Release Notes - v0.5.0

Want to stay updated on new releases? Sign up for openbench updates.

Overview

OpenBench 0.5.0 is our biggest release yet. We added 350+ evaluations, partnered with the ARC Prize Foundation to add ARC-AGI, introduced a plugin system for external benchmarks, improved provider routing (OpenRouter) and Groq support, shipped coding harnesses you can mix and match (Exercism alpha), added a tool-calling benchmark (LiveMCPBench), and made a raft of developer-experience upgrades. Highlights

ARC-AGI (with ARC Prize Foundation) — non-linguistic, compositional reasoning
350+ new/expanded evals: Global-MMLU(42), GLUE/SuperGLUE, BLiMP, AGIEval, Arabic Exams(41), BBH(18), and more
Plugins for external benchmarks (dash/underscore-insensitive; override built-ins)
Coding (alpha): Exercism multi-language problems + multiple harnesses (aider/roo/claude/opencode)
Tool-calling via LiveMCPBench (evaluate reliable structured tool use)
Provider routing (OpenRouter); Groq provider with reasoning support + rich telemetry
DevX: JSON logs, HF Hub export, cache/view commands, improved results panels, run_eval returns logs

Links

Benchmarks Catalog → /benchmarks/catalog
Extending OpenBench (plugins) → /development/extending
CLI Overview → /cli/overview
Providers → /providers

ARC-AGI (with ARC Prize Foundation)

ARC-AGI focuses on “fluid intelligence”: abstraction, transformation, and rule discovery beyond textual prior knowledge.
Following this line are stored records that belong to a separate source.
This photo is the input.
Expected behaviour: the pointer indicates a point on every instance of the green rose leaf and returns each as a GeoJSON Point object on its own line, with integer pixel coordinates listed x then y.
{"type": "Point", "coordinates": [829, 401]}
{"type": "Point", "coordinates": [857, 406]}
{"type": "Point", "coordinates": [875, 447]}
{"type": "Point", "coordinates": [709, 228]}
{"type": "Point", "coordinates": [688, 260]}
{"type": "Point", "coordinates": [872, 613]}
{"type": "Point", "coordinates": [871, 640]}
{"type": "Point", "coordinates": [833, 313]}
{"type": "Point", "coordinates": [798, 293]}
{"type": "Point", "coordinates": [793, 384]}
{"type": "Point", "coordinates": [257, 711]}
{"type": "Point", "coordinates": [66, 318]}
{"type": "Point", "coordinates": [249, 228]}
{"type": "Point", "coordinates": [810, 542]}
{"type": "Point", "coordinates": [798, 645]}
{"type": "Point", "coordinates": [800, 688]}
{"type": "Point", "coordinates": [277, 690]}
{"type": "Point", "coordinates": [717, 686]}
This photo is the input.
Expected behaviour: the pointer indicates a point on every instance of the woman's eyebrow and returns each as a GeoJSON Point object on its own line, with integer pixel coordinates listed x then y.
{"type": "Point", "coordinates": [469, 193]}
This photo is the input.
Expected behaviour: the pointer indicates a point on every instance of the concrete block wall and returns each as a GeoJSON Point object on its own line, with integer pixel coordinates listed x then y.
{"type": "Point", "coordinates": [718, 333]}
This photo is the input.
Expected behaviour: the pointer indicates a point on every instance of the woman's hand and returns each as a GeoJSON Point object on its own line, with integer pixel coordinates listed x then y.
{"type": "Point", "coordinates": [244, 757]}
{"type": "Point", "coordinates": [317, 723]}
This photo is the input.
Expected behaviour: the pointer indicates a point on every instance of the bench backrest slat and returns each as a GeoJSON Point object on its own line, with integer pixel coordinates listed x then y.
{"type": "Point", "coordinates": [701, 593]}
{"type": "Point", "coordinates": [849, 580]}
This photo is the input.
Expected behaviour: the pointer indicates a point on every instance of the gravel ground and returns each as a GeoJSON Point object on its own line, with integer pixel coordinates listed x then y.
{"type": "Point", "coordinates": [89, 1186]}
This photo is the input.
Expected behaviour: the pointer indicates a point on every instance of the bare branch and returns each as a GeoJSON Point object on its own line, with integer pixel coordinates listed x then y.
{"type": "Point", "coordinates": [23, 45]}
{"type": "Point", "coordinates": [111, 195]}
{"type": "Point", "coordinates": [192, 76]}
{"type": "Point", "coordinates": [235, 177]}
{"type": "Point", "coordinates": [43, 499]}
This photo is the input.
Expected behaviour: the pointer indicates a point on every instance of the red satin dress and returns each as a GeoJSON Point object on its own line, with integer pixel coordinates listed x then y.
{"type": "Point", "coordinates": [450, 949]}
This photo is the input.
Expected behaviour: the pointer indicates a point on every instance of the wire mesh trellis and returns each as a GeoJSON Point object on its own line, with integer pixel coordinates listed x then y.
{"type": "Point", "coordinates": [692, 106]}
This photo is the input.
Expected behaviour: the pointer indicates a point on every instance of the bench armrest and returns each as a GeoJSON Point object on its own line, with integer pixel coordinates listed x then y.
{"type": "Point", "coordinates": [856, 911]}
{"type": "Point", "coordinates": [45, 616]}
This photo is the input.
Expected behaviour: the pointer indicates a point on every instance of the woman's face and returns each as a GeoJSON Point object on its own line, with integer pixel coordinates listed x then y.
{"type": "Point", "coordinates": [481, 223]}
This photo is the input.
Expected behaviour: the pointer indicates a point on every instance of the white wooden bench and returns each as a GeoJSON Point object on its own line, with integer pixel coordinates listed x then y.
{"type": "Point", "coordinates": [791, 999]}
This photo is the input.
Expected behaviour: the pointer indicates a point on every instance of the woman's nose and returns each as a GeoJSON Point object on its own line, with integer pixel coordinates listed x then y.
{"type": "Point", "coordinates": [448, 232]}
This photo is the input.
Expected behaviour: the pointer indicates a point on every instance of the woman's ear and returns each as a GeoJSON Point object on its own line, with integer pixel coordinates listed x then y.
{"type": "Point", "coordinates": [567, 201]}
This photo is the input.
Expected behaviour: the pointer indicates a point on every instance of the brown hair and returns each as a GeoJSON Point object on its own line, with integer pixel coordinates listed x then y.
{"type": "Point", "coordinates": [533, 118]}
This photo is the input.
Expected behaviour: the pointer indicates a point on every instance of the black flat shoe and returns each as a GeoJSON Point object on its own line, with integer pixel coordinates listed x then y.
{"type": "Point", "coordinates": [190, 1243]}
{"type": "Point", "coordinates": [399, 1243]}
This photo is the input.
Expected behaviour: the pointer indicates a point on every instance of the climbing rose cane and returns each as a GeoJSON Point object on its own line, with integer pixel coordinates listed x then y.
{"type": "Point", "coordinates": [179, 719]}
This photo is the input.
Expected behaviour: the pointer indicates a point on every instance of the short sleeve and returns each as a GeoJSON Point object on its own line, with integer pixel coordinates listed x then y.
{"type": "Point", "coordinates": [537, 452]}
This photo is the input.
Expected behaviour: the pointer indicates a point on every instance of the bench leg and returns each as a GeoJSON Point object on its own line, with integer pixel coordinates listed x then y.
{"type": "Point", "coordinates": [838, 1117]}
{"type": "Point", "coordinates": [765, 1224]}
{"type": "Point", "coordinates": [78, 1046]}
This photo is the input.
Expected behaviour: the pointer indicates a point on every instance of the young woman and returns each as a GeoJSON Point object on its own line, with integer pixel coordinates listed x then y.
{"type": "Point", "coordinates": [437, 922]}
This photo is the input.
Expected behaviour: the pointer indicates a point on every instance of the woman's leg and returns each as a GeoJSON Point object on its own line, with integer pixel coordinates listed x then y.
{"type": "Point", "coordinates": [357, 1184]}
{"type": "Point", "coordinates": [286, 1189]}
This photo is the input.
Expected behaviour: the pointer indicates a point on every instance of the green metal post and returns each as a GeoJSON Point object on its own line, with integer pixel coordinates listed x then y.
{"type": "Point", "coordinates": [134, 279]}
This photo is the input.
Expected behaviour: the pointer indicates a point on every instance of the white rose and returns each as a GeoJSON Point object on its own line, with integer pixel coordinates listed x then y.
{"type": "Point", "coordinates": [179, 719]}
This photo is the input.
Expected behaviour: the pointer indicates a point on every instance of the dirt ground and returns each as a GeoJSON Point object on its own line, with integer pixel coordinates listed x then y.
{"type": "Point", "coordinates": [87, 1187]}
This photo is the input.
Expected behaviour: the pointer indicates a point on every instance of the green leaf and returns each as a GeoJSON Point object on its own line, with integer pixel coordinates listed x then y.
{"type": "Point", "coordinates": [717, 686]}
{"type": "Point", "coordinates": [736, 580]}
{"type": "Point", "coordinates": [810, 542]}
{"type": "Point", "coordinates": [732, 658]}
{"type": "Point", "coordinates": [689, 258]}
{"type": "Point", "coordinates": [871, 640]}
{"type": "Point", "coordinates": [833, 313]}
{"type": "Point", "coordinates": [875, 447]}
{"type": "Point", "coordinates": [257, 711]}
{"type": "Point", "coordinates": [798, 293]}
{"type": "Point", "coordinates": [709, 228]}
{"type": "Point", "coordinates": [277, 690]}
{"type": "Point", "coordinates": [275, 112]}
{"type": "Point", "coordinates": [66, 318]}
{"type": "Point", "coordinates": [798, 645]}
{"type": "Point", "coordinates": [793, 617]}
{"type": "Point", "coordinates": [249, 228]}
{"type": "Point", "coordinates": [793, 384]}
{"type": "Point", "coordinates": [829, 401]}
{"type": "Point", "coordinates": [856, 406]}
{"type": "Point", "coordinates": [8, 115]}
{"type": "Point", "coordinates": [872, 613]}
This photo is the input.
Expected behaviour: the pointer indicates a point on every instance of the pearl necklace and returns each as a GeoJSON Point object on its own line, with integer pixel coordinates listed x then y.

Why it matters

Complements text benchmarks (MMLU/BBH) with non-linguistic reasoning
Helps surface true generalization capability
Deterministic seeds and clear scoring for reproducibility

How to run

bench eval arc_agi --model groq/llama-3.3-70b
bench eval arc_agi_1 --model openai/gpt-4o
bench eval arc_agi_2 --model openrouter/deepseek/deepseek-chat-v3.1

Tips

Iterate quickly with --limit and control generation with --temperature, --top-p, and --seed
Export JSON logs with --log-format json for downstream analysis

350+ New/Expanded Evaluations

Big expansion across breadth and languages:

Global-MMLU (42 languages) + composite task
GLUE/SuperGLUE MCQ tasks (COPA, RTE, WiC, WSC, CB, MultiRC); BoolQ remains separate
BLiMP (68 linguistic tasks); AGIEval (18 tasks)
Arabic Exams (41 subsets)
Reading comprehension: RACE, QA4MRE, QASPER, DROP
Knowledge QA: TruthfulQA, LogiQA, SciQ, MathQA
Code: Exercism (Python/JS/Go/Java/Rust), HumanEval, MBPP
Multimodal: MMMU + MMMU Pro (MCQ/open/vision), MMMLU (multilingual MMLU), MMStar
Math: MathArena (AIME/HMMT/BRUMO 2023→2025), MATH/MATH-500, MGSM; Otis Mock AIME 2024/2025
BBH (18 tasks); additional BigBench suite tasks

Browse everything in the Catalog → /benchmarks/catalog

Plugins: External Benchmarks (Override-Capable)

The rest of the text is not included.